"SliderSpace: Decomposing the Visual Capabilities of Diffusion Models"
Below podcast on this paper is generated with Google's Illuminate.
https://arxiv.org/abs/2502.01639
Text-to-image diffusion models generate diverse images from a single prompt, but users lack intuitive control over this variation. This paper addresses the challenge of discovering and exposing the hidden visual capabilities within diffusion models.
This paper introduces SliderSpace, a framework for unsupervised discovery of controllable directions within diffusion models. It decomposes the model's visual capabilities into semantically meaningful and orthogonal directions, enabling users to explore diverse image variations.
-----
📌 SliderSpace effectively leverages CLIP's semantic space to disentangle diffusion models' latent representations.
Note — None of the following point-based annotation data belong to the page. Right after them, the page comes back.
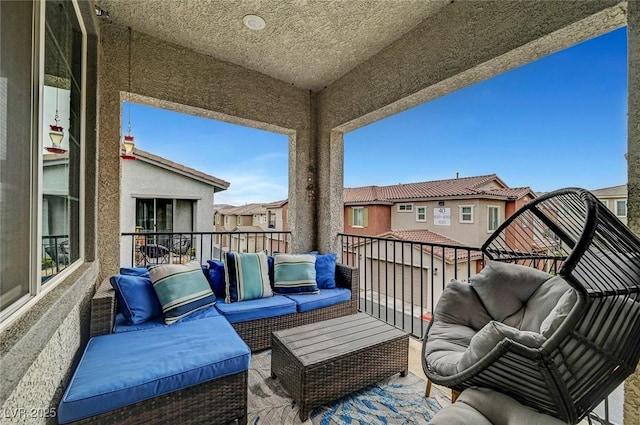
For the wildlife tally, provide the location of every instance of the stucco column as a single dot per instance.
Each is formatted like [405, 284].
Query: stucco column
[331, 182]
[632, 385]
[108, 156]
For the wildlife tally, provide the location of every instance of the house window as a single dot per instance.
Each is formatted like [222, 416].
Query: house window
[28, 157]
[272, 220]
[493, 218]
[359, 217]
[621, 208]
[466, 214]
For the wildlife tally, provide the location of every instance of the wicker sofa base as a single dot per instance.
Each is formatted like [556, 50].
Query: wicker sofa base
[219, 401]
[342, 363]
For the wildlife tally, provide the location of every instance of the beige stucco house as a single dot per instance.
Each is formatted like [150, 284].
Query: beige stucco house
[315, 72]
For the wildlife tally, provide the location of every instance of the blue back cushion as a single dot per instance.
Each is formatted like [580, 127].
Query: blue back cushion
[215, 275]
[182, 289]
[247, 276]
[137, 301]
[134, 271]
[295, 274]
[326, 271]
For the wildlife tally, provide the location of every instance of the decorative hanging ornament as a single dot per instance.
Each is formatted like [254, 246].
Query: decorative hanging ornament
[128, 140]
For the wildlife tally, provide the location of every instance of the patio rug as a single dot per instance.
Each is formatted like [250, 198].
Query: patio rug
[397, 400]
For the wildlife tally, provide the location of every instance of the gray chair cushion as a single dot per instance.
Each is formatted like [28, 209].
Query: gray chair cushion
[489, 336]
[481, 406]
[459, 304]
[542, 302]
[504, 288]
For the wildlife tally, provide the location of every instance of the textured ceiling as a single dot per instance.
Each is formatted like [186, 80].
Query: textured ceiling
[309, 43]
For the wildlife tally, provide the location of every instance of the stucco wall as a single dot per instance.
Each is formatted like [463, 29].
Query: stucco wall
[173, 77]
[39, 351]
[379, 217]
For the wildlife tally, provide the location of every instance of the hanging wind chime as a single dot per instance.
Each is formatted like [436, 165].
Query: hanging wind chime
[128, 140]
[56, 132]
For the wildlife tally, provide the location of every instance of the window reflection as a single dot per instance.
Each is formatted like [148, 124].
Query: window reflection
[60, 135]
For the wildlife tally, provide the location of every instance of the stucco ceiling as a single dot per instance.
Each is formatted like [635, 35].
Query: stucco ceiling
[308, 43]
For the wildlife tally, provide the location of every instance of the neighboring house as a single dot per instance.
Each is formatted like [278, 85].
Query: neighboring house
[614, 198]
[159, 195]
[465, 209]
[249, 221]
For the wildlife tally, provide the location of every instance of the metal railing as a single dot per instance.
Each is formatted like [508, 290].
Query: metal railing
[144, 248]
[55, 255]
[401, 281]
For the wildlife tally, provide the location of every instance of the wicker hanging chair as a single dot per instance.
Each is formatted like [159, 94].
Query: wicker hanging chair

PCA on CLIP embeddings reveals orthogonal directions, guiding LoRA training for targeted and interpretable controls.
📌 The unsupervised nature of SliderSpace is a key strength. By discovering directions directly from model outputs, it avoids reliance on pre-defined attributes, unlocking truly emergent and diverse variations.
📌 By training low-rank adaptors, SliderSpace achieves efficient control without full fine-tuning. This allows for compositional manipulation and rapid exploration of diffusion models' generative capacity with minimal overhead.
----------
Methods Explored in this Paper 🔧:
→ SliderSpace discovers controllable directions in diffusion models using a three-step process.
→ First, it samples a diverse set of images for a given prompt by varying random seeds.
→ Then, it extracts CLIP embeddings of these generated images and performs Principal Component Analysis (PCA) to find principal directions of variation in the semantic space.
→ Finally, for each principal direction, it trains a Low-Rank Adaptor (LoRA) to control image generation along that direction.
→ The training objective is to align the transformation induced by each LoRA with its corresponding principal component in the CLIP embedding space, ensuring semantic orthogonality between sliders.
→ This approach enables unsupervised discovery of semantically meaningful and diverse control directions without predefined attributes.
-----
Key Insights 💡:
→ SliderSpace uncovers interpretable visual attributes within diffusion models, revealing the model's internal concept representation.
→ The discovered directions are semantically orthogonal and controllable, allowing users to manipulate specific image attributes independently.
→ SliderSpace enhances the diversity of generated images without compromising text-image alignment.
→ The method is architecture-agnostic and applicable to various diffusion models, including distilled and transformer-based models.
-----
Results 📊:
→ SliderSpace significantly increases inter-image diversity compared to baseline models, as measured by DreamSim distance. For example, for the concept "Monster", diversity increased from 0.266 to 0.472.
→ SliderSpace maintains comparable CLIP scores to baseline models, indicating preserved text alignment. For example, for the concept "Monster", CLIP score remained at 28.14 with SliderSpace.
→ User studies show that SliderSpace-generated images are consistently preferred over baselines for diversity, utility and creative potential. For diversity, SliderSpace had a 72.4% win rate against SDXL-DMD.
→ In art style exploration, SliderSpace achieves a lower FID score of 21.82 compared to LLM prompt baselines (38.84), indicating better alignment with manually curated artist styles.
→ SliderSpace improves the FID score of distilled models like SDXL-DMD from 15.52 to 12.12, approaching the performance of the undistilled SDXL model (11.72), demonstrating diversity enhancement and mode collapse reversal.